Scenes of death had become familiar: I would often do my homework on the back of a photocopy of a drawing my dad had done, a spare piece of paper mindlessly picked off the top of the recycling pile. Its a dead prostitute, I would tell my teacher, as she held up the offending pool of black blood and gore, speechlessly. Its only drawings. Death seemed to be something that happened, and something that happened a lot. But I was being told it was bad, a secret, like Id been caught trespassing. Inappropriate, as my teacher said on the phone to my parents.

It was a Catholic school. Our priest, Father Power a mumbling Irishman who was, to me, impossibly old, yet could occasionally be seen leaping up and down on the contents of the skip in his priestly vestments in order to cram more rubbish inside it before the garbage collectors came would sit us down once a week, at the front of the church, and speak to us plainly. He would pull out a chair and park it somewhere by the altar, using the stained-glass windows above to tell the story of Jesus hauling his cross to the place where he would die on it. One afternoon, Father Power pointed up at a red light to the left of the altar and said that when that light was glowing, God was in the house it was powered by Him. I looked up at it, a red glowing bulb in an ornate brass cage, and asked why if God was powering it was there an extension lead running up the wall and down the chain that suspended it? There was a beat, a cleared throat, and the priest effectively said, No further questions at this time before moving on to something else, forevermore considering me to be A Problem that required meetings with my parents (one proud, one embarrassed) and me being barred from ever getting involved in the bread and wine part of Mass.

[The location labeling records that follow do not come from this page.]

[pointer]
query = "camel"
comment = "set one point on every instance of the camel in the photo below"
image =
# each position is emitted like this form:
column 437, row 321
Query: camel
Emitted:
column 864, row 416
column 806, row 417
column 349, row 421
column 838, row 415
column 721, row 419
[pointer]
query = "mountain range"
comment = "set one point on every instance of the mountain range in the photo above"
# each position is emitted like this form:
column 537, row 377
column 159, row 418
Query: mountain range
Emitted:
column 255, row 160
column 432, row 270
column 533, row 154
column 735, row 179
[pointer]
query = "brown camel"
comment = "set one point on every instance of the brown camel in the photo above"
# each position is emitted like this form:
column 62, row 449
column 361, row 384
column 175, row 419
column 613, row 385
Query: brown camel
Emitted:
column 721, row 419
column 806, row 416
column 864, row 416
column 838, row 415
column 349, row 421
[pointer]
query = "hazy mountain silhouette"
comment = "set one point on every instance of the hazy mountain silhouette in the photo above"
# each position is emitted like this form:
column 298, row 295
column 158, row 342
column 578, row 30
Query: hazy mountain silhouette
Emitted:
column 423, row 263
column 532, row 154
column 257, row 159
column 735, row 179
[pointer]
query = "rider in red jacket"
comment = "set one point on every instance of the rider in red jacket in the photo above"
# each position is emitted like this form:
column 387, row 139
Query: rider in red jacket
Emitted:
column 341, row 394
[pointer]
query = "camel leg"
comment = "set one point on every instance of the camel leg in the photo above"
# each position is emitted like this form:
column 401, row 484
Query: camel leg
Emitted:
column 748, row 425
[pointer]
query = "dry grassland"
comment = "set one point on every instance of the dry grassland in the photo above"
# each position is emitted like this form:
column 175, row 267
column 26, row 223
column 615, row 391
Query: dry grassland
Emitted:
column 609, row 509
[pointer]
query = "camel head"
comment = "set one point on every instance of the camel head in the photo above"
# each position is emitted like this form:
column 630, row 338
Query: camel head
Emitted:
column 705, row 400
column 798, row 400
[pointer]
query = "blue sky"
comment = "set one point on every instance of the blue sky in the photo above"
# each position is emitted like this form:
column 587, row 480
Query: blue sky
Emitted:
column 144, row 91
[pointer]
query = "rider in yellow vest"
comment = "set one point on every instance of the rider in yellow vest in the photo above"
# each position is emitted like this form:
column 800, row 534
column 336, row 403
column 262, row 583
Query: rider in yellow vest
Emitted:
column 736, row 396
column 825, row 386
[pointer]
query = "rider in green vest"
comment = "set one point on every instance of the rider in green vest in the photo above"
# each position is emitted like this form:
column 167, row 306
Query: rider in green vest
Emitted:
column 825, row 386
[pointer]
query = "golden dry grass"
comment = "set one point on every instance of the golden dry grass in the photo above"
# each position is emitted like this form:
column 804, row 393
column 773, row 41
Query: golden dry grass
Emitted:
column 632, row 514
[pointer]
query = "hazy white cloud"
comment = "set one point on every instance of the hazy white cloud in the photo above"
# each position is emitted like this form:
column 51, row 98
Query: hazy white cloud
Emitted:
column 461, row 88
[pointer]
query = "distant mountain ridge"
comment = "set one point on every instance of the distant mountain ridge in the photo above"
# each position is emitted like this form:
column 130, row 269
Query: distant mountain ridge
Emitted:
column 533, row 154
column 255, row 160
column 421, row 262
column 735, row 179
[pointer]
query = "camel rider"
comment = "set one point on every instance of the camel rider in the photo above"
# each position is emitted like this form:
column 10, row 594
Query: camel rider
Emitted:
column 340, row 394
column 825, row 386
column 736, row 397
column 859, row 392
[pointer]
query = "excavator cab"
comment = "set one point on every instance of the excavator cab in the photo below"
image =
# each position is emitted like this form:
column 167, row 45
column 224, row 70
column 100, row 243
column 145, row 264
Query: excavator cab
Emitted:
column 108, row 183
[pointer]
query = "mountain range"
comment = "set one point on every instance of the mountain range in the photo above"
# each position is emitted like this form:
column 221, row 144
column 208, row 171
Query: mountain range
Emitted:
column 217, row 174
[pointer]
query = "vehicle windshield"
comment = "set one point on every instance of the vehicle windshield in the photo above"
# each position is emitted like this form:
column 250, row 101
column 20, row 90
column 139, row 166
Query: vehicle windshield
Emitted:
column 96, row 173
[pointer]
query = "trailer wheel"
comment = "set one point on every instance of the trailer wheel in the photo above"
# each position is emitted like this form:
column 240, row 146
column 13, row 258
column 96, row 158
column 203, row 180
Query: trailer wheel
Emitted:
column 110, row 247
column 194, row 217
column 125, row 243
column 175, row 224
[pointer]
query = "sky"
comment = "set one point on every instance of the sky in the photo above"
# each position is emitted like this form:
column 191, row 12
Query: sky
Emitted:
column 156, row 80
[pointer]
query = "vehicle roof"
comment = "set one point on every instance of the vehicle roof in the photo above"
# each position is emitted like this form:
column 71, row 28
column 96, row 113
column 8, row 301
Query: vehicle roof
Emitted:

It bothered me that he had tried to spin something magical and ghostly out of something electric, and from then on I regarded organised religion with suspicion. It seemed like a dodge, a panacea, some nice-sounding lies. Heaven felt a bit too easy, like a package holiday if you were good. I still had another dozen years of Catholic school to go, and the red bulb shone a warning light over everything religion offered in the way of an answer.